Researchers found a non-public Telegram channel-based backdoor within the data stealing malware, dubbed Prynt Stealer, which its developer added with the intention of secretly stealing a duplicate of victims’ exfiltrated knowledge when utilized by different cybercriminals.
“Whereas this untrustworthy conduct is nothing new on the planet of cybercrime, the victims’ knowledge find yourself within the fingers of a number of risk actors, rising the dangers of a number of massive scale assaults to comply with,” Zscaler ThreatLabz researchers Atinderpal Singh and Brett Stone-Gross said in a brand new report.
Prynt Stealer, which came to light earlier this April, comes with capabilities to log keystrokes, steal credentials from internet browsers, and siphon knowledge from Discord and Telegram. It is bought for $100 for a one-month license and $900 for a lifetime subscription.
The cybersecurity agency evaluation of Prynt Stealer exhibits that its codebase is derived from two different open supply malware households, AsyncRAT and StormKitty, with new additions integrated to incorporate a backdoor Telegram channel to gather the data stolen by different actors to the malware’s creator.
The code chargeable for Telegram knowledge exfiltration is claimed to be copied from StormKitty, however for just a few minor modifications.

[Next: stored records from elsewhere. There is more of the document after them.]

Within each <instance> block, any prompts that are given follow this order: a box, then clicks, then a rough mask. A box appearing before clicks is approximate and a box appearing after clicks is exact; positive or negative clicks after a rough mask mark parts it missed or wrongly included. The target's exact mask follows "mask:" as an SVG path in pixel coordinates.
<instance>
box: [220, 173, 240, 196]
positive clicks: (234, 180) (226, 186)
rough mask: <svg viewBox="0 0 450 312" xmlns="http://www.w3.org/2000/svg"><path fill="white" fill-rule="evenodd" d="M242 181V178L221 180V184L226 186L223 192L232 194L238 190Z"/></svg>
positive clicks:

Additionally included is an anti-analysis characteristic that equips the malware to repeatedly monitor the sufferer’s course of record for processes reminiscent of taskmgr, netstat, and wireshark, and if detected, block the Telegram command-and-control communication channels.

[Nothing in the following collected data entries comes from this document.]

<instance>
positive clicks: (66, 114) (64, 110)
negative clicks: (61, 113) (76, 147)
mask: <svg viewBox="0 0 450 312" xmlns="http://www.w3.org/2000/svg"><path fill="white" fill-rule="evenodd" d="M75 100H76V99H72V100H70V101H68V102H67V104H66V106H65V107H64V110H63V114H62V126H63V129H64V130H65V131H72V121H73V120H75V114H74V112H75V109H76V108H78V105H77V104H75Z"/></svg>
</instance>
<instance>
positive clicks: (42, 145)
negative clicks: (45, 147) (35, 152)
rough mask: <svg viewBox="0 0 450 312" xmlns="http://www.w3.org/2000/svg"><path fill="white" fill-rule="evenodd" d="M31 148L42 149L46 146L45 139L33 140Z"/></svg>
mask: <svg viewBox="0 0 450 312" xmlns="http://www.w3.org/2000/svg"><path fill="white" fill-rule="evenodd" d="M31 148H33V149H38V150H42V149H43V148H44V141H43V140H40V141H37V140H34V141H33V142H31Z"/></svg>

Whereas dangerous actors have employed related knowledge stealing ways prior to now the place the malware is given away free of charge, the event marks one of many uncommon situations the place a stealer that is bought on a subscription foundation can be sending the plundered data again to its developer.
“Be aware that there are cracked/leaked copies of Prynt Stealer with the identical backdoor, which in flip will profit the malware creator even with out direct compensation,” the researchers stated.
Zscaler stated it recognized two extra variants of Prynt Stealer variants dubbed WorldWind and DarkEye written by the identical creator, the latter of which is bundled as an implant with a “free” Prynt Stealer builder.
The builder can be designed to drop and execute a distant entry trojan referred to as Loda RAT, an AutoIT-based malware that is in a position to entry and exfiltrate each system and person data, act as a keylogger, take screenshots, launch and terminate processes, and obtain further malware payloads by way of a connection to a C2 server.
“The free availability of supply code for quite a few malware households has made growth simpler than ever for much less subtle risk actors,” the researchers concluded.
“The Prynt Stealer creator went a step additional and added a backdoor to steal from their clients by hardcoding a Telegram token and chat ID into the malware. Because the saying goes, there isn’t a honor amongst thieves.”